Ellebogen: Ze liggen op een parallel vlak ten opzicht van de middenlijn van het lichaam.

Onderarm: De lengte is gelijk aan dat van de opperarm; in een perfect verticale lijn lopend.

Middenvoet gewricht en Middenvoet: Van voren gezien, vervolgen ze de verticale lijn van de onderarm. In profiel gezien, loopt het een klein beetje schuin.

Voorvoeten: Ovaal van vorm, met donkere dikke voetzolen en zeer harde zwarte nagels.

ACHTERHAND:

Algemeen Voorkomen: Van achteren gezien moeten de achterbenen vanaf de zitbeenknobbel in een perfecte verticale lijn tot de grond lopen – ze zijn parallel aan elkaar.

1e Dij: De lengte is gelijk aan 1/3 van de schofthoogte. Ze lopen schuin van boven naar beneden en terug en perfect parallel met de middenlijn van het lichaam.

Knie: Sterk, matig gehoekt.

2e Dij: Is langer dan de 1ste dij.

Spronggewricht:

De hoek tussen scheenbeen en hak is vrij open. Is matig gehoekt.

Middenvoet: De afstand van de punt van de hak tot de grond is iets minder dan 1/3 van de schofthoogte.

Achtervoeten:

Hetzelfde als de voorvoeten, maar minder ovaal.

GANGWERK / BEWEGING:

Vrij, energiek, met een edele en gedistingeerde hoofdhouding.

HUID:

Goed strak en aansluitend over het gehele lichaam, de zichtbare slijmvliezen en het derde ooglid strikt zwart gepigmenteerd.

VACHT:

Haar: Lang over het gehele lichaam, van hoofd tot staart, van de toplijn tot aan de voeten. Het is korter op de voorsnuit.
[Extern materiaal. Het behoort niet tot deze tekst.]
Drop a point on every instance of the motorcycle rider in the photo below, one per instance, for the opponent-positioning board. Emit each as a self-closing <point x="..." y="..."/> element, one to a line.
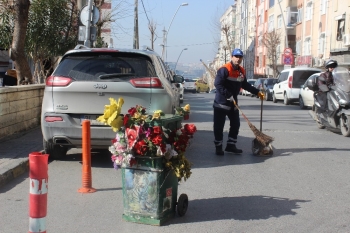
<point x="325" y="81"/>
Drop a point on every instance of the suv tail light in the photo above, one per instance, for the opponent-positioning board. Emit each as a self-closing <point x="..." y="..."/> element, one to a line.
<point x="57" y="81"/>
<point x="146" y="82"/>
<point x="53" y="119"/>
<point x="290" y="81"/>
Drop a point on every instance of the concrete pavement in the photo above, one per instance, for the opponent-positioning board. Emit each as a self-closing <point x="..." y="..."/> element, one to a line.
<point x="14" y="153"/>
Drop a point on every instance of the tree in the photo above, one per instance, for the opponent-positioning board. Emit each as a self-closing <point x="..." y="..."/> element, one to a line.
<point x="271" y="40"/>
<point x="49" y="33"/>
<point x="107" y="17"/>
<point x="17" y="50"/>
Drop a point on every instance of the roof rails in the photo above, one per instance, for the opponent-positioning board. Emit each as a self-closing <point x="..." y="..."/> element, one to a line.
<point x="80" y="46"/>
<point x="145" y="47"/>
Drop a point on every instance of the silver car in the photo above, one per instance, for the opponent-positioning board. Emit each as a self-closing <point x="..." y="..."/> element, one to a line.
<point x="82" y="84"/>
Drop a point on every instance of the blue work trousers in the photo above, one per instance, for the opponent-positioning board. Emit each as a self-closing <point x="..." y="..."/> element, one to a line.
<point x="219" y="123"/>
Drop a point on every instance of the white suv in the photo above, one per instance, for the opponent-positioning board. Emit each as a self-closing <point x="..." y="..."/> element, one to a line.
<point x="288" y="84"/>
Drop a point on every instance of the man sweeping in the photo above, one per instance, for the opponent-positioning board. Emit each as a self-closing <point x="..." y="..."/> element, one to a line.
<point x="230" y="78"/>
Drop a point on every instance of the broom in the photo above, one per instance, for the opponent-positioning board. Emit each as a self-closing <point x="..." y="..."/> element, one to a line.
<point x="262" y="138"/>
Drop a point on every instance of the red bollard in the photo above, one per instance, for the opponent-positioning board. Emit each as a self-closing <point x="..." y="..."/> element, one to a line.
<point x="86" y="147"/>
<point x="38" y="178"/>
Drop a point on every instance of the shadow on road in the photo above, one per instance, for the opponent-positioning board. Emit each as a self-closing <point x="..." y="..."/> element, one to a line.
<point x="238" y="208"/>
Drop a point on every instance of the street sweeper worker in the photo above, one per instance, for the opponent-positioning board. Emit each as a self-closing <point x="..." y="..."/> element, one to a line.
<point x="230" y="78"/>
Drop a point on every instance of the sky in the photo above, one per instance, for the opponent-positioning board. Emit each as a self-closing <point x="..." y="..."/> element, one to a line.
<point x="192" y="27"/>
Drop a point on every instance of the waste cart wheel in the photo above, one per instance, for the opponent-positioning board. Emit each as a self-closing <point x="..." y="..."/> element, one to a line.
<point x="182" y="205"/>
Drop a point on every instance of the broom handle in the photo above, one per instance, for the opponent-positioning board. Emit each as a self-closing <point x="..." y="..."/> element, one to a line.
<point x="261" y="116"/>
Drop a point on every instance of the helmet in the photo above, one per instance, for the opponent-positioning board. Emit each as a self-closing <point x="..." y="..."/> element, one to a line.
<point x="237" y="52"/>
<point x="331" y="64"/>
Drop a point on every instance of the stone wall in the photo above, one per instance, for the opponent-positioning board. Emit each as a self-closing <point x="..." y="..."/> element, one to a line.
<point x="20" y="108"/>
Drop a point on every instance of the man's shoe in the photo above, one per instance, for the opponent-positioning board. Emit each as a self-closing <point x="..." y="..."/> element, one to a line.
<point x="233" y="149"/>
<point x="219" y="150"/>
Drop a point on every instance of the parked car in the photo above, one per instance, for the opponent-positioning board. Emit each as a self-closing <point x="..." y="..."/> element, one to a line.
<point x="306" y="97"/>
<point x="288" y="83"/>
<point x="189" y="85"/>
<point x="244" y="92"/>
<point x="259" y="85"/>
<point x="82" y="84"/>
<point x="202" y="86"/>
<point x="268" y="86"/>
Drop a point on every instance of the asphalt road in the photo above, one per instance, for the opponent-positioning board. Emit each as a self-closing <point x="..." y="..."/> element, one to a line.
<point x="303" y="187"/>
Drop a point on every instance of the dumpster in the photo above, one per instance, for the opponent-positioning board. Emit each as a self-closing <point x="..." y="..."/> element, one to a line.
<point x="150" y="192"/>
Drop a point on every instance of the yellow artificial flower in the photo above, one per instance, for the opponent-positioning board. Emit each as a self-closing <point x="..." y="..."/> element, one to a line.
<point x="111" y="114"/>
<point x="187" y="107"/>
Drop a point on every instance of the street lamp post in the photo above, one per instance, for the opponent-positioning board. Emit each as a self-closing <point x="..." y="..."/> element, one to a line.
<point x="165" y="37"/>
<point x="178" y="59"/>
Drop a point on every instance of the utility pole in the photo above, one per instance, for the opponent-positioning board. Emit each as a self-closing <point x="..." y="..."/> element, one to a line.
<point x="87" y="34"/>
<point x="136" y="26"/>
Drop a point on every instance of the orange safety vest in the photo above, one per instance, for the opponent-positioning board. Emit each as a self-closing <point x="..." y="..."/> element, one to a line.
<point x="234" y="75"/>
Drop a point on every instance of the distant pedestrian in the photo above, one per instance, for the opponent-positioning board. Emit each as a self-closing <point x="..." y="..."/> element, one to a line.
<point x="230" y="78"/>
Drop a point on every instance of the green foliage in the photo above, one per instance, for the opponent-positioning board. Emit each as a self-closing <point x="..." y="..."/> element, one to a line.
<point x="48" y="25"/>
<point x="6" y="28"/>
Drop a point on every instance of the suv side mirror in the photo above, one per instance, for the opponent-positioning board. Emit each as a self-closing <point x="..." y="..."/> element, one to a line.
<point x="178" y="79"/>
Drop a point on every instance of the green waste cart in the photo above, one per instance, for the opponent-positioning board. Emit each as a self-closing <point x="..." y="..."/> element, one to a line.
<point x="150" y="192"/>
<point x="150" y="189"/>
Vormt lange vlokken van dezelfde structuur over het gehele lichaam, een tamelijk uitstaande vacht, dus niet plat of dicht vallend, nooit franjes vormend.

Kleur: Puur wit, zeer lichte ivoor tinten zijn niet diskwalificerend.

MAAT EN GEWICHT:

Schofthoogte:            Reuen             27 – 30 cm

                                   Teven              25 – 28 cm

Gewicht:                    van 2 ½ tot 4 kg.

FOUTEN:

Iedere afwijking van de hiervoor genoemde punten moet worden beschouwd als een fout en de beoordeling van de ernst van de fout moet exact in verhouding staan tot de mate waarin de fout zich voordoet en invloed heeft op de gezondheid en/of welzijn van de hond.

·         Scheel kijken

ERNSTIGE FOUTEN:

·         Geaccentueerde convergentie of divergentie van de bovenste lengte assen.

·         Convexe voorsnuit (Romeinse neus).

·         Ondervoorbijtend

·         Prognathisme, boven voorbijtend gebit als dit het uiterlijk van de voorsnuit bederft.

·         Maat bij Reuen beneden de 25 cm en boven de 33 cm en bij teven beneden de 22 cm of boven de 32 cm.

ELIMIMNERENDE FOUTEN

·         Agressief of overdreven angstig.

·         Elke hond die duidelijk lichamelijke of gedrag abnormaliteiten toont zal gediskwalificeerd worden.

·         Depigmentatie van de neus.

·         Neus anders van kleur dan zwart.

·         Ondervoorbijtend – zeer overdreven  met laten zien van tanden en verkeerd gevormde snuit.

·         Tweezijdige depigmentatie van de oogleden.

·         Wall Eyed (1 donker oker oog en 1 blauw oog)

·         Staartloos.

·         Ingekorte staart natuurlijk of kunstgreep.

·         Elke andere kleur dan wit.

·         Vlekken en spikkels.

 

NB:

 

·         Reuen dienen twee normaal gelijkende volledig in het scrotum ingedaalde testikels te hebben.

·         Alleen functioneel en klinisch gezonde honden, met ras typische overeenstemming zouden gebruikt moeten worden voor de fok.